In Christianity, faith ultimately takes Jesus’s word for it. In the rest of life, we tend to take other people’s word for it. When reporters present the news, we take their word for it. When a dictionary, encyclopedia, or other reference work says something’s so, we take their authors’ word for it. When a scientific journal makes a claim, we take the researcher’s word for it—or we do the research ourselves and debunk ’em, but more often it’s easier to just presume they did the research properly and do take their word for it. In every last one of these areas, we’re practicing faith. ’Cause like Hebrews describes it, these are actions we’ve not seen. But we have a solid basis for believing ’em anyway.

Now. When I explain it to pagans that way, you’d think they’d respond, “Oh! That’s surprising. I didn’t realize you guys thought about faith that way. I’m still not sure I’d reach the same conclusions about God as you, but it’s good to know you put some intellectual rigor into your belief system.”

Instead it’s more like, “…No that’s not what you people mean by faith. It’s the ability to believe imaginary stuff as if it’s real. You’re trying to pull a fast one.”

And sometimes it’s outrage. “How dare you compare my trusting a scientist in any way with your religious belief in God. What I’m doing isn’t faith. Faith is a religious thing. It has nothing at all to do with what I practice.”
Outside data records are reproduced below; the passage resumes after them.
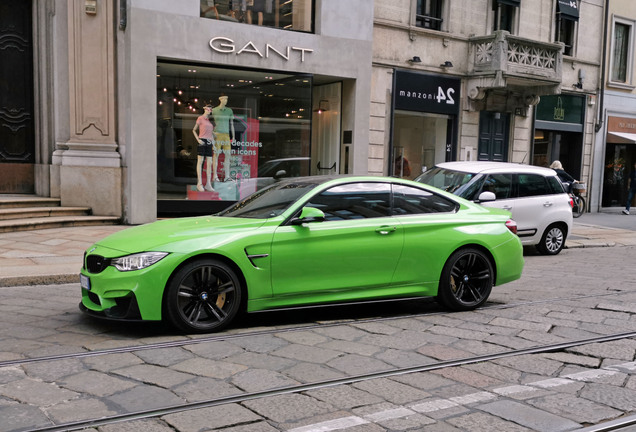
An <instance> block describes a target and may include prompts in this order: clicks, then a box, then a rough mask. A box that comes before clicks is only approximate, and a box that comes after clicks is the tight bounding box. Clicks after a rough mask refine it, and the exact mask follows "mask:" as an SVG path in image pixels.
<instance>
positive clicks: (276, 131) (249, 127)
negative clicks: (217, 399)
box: [157, 62, 312, 201]
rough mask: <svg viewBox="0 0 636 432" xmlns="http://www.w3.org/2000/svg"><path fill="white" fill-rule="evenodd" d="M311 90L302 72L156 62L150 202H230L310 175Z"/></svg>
mask: <svg viewBox="0 0 636 432" xmlns="http://www.w3.org/2000/svg"><path fill="white" fill-rule="evenodd" d="M311 91H312V79H311V77H310V76H305V75H290V74H278V73H272V72H257V71H247V70H228V69H222V68H212V67H202V66H194V65H183V64H174V63H168V62H160V63H159V64H158V66H157V104H158V105H157V190H158V199H160V200H166V199H188V200H217V201H236V200H238V199H241V198H244V197H245V196H247V195H249V194H251V193H253V192H255V191H256V190H259V189H261V188H262V187H264V186H267V185H270V184H272V183H274V182H276V181H277V180H278V179H280V178H283V177H296V176H307V175H310V136H311V132H310V131H311ZM206 105H209V108H208V109H207V110H206V109H205V106H206ZM205 113H208V114H207V116H208V118H207V119H206V118H205V117H203V118H201V117H202V116H203V115H204V114H205ZM197 121H199V123H197ZM209 124H212V127H213V132H212V135H211V144H210V142H208V141H204V140H203V139H202V138H206V137H209V132H207V130H208V129H209ZM199 139H201V141H202V142H203V145H200V144H199V142H198V140H199Z"/></svg>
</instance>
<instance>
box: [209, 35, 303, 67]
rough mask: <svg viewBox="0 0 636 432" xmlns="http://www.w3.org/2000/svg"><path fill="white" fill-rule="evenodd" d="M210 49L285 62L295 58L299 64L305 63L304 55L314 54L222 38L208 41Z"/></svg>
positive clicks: (266, 43)
mask: <svg viewBox="0 0 636 432" xmlns="http://www.w3.org/2000/svg"><path fill="white" fill-rule="evenodd" d="M210 48H212V49H213V50H214V51H216V52H218V53H221V54H235V55H243V54H248V55H257V56H259V57H261V58H270V56H276V57H280V58H282V59H284V60H286V61H289V59H290V58H293V57H297V58H298V59H299V60H300V61H301V62H304V61H305V55H306V54H310V53H312V52H314V50H313V49H311V48H301V47H295V46H286V47H284V48H281V47H278V48H275V47H274V46H273V45H270V44H269V43H265V44H259V46H256V44H254V42H252V41H248V42H246V43H239V44H237V43H236V42H234V41H233V40H232V39H230V38H226V37H223V36H219V37H215V38H212V39H210Z"/></svg>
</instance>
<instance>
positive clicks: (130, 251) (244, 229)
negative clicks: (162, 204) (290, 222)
mask: <svg viewBox="0 0 636 432" xmlns="http://www.w3.org/2000/svg"><path fill="white" fill-rule="evenodd" d="M265 222H266V220H265V219H246V218H230V217H218V216H201V217H194V218H179V219H166V220H161V221H157V222H153V223H149V224H145V225H140V226H136V227H132V228H128V229H125V230H123V231H120V232H118V233H115V234H112V235H110V236H108V237H106V238H104V239H102V240H100V241H98V242H97V243H96V245H97V246H101V247H106V248H109V249H113V250H118V251H121V252H123V253H135V252H143V251H152V250H159V249H161V247H162V246H163V245H166V244H169V243H170V244H174V243H179V242H182V241H187V240H191V239H202V238H206V237H207V238H209V237H210V236H219V238H221V237H224V236H227V235H229V234H232V233H235V232H236V231H237V230H252V229H256V228H259V227H261V226H262V225H263V224H264V223H265ZM168 252H169V250H168Z"/></svg>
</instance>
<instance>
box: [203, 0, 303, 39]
mask: <svg viewBox="0 0 636 432" xmlns="http://www.w3.org/2000/svg"><path fill="white" fill-rule="evenodd" d="M313 13H314V2H313V0H201V17H202V18H211V19H218V20H223V21H230V22H237V23H245V24H253V25H260V26H267V27H275V28H279V29H285V30H293V31H301V32H312V31H313Z"/></svg>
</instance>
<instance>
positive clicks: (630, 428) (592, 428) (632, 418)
mask: <svg viewBox="0 0 636 432" xmlns="http://www.w3.org/2000/svg"><path fill="white" fill-rule="evenodd" d="M634 425H636V415H633V416H627V417H622V418H618V419H615V420H611V421H608V422H604V423H599V424H597V425H593V426H587V427H584V428H581V429H576V431H573V432H611V431H619V432H620V431H624V432H629V431H632V432H633V431H634V429H631V428H630V429H626V428H628V427H629V426H634Z"/></svg>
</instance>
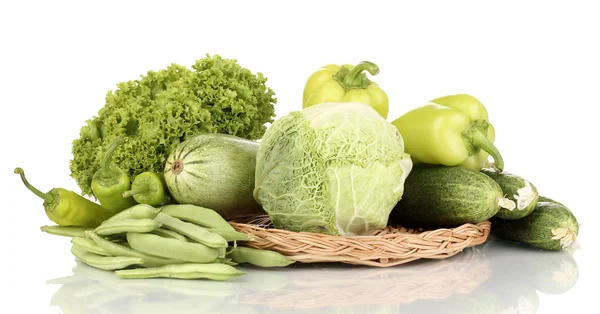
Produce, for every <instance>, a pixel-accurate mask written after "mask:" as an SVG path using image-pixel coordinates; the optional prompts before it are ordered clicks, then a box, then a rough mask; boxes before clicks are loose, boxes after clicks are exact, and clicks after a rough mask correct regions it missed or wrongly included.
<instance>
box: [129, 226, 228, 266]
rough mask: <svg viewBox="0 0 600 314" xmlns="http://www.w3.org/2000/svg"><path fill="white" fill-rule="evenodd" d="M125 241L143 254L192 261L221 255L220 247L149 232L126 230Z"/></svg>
mask: <svg viewBox="0 0 600 314" xmlns="http://www.w3.org/2000/svg"><path fill="white" fill-rule="evenodd" d="M127 242H128V243H129V245H130V246H131V248H132V249H134V250H136V251H139V252H142V253H145V254H149V255H153V256H159V257H164V258H173V259H179V260H183V261H188V262H192V263H212V262H214V261H215V260H216V259H217V258H218V257H219V256H220V255H221V251H220V249H214V248H210V247H208V246H206V245H204V244H202V243H195V242H183V241H179V240H176V239H170V238H165V237H161V236H158V235H155V234H151V233H138V232H128V233H127Z"/></svg>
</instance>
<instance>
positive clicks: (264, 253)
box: [227, 246, 295, 267]
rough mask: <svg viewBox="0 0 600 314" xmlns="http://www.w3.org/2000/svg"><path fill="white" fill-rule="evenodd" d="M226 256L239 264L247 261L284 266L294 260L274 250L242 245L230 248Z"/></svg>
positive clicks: (260, 265)
mask: <svg viewBox="0 0 600 314" xmlns="http://www.w3.org/2000/svg"><path fill="white" fill-rule="evenodd" d="M227 257H228V258H231V260H233V261H234V262H236V263H239V264H242V263H249V264H252V265H256V266H260V267H285V266H288V265H290V264H293V263H294V262H295V261H293V260H290V259H288V258H287V257H285V256H284V255H282V254H280V253H278V252H275V251H271V250H259V249H255V248H250V247H243V246H238V247H236V248H234V249H233V250H231V251H230V252H229V253H228V254H227Z"/></svg>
Either way, pagan skeptics absolutely hate our definition. They imagine they have religion all sorted out. When they’re told otherwise, they lose their cool: Their worldview is based on the idea faith is purely a religious practice—and a dumb one—which has nothing whatsoever to do with the real, material world of facts, evidence, logic, science, and reason. Faith is for the religious; they’re not religious; ergo they don’t do faith. Period. Don’t you dare use the F-word on them.

Why does it freak ’em out so much? Well they‘re gonna hate this explanation too: They’re really fond of the idea religion is intellectually pathetic. Makes ’em feel good about themselves for being irreligious. Finding out they’re wrong—that they never made the effort to find out what religion actually has in it; that their dismissive attitudes are actually based on prejudice and presumption—shakes their faith in their skepticism. Getting your faith shaken tends to freak anyone out, Christian or not.

Yep, I used the F-word to describe ’em again. Hey, if the word fits.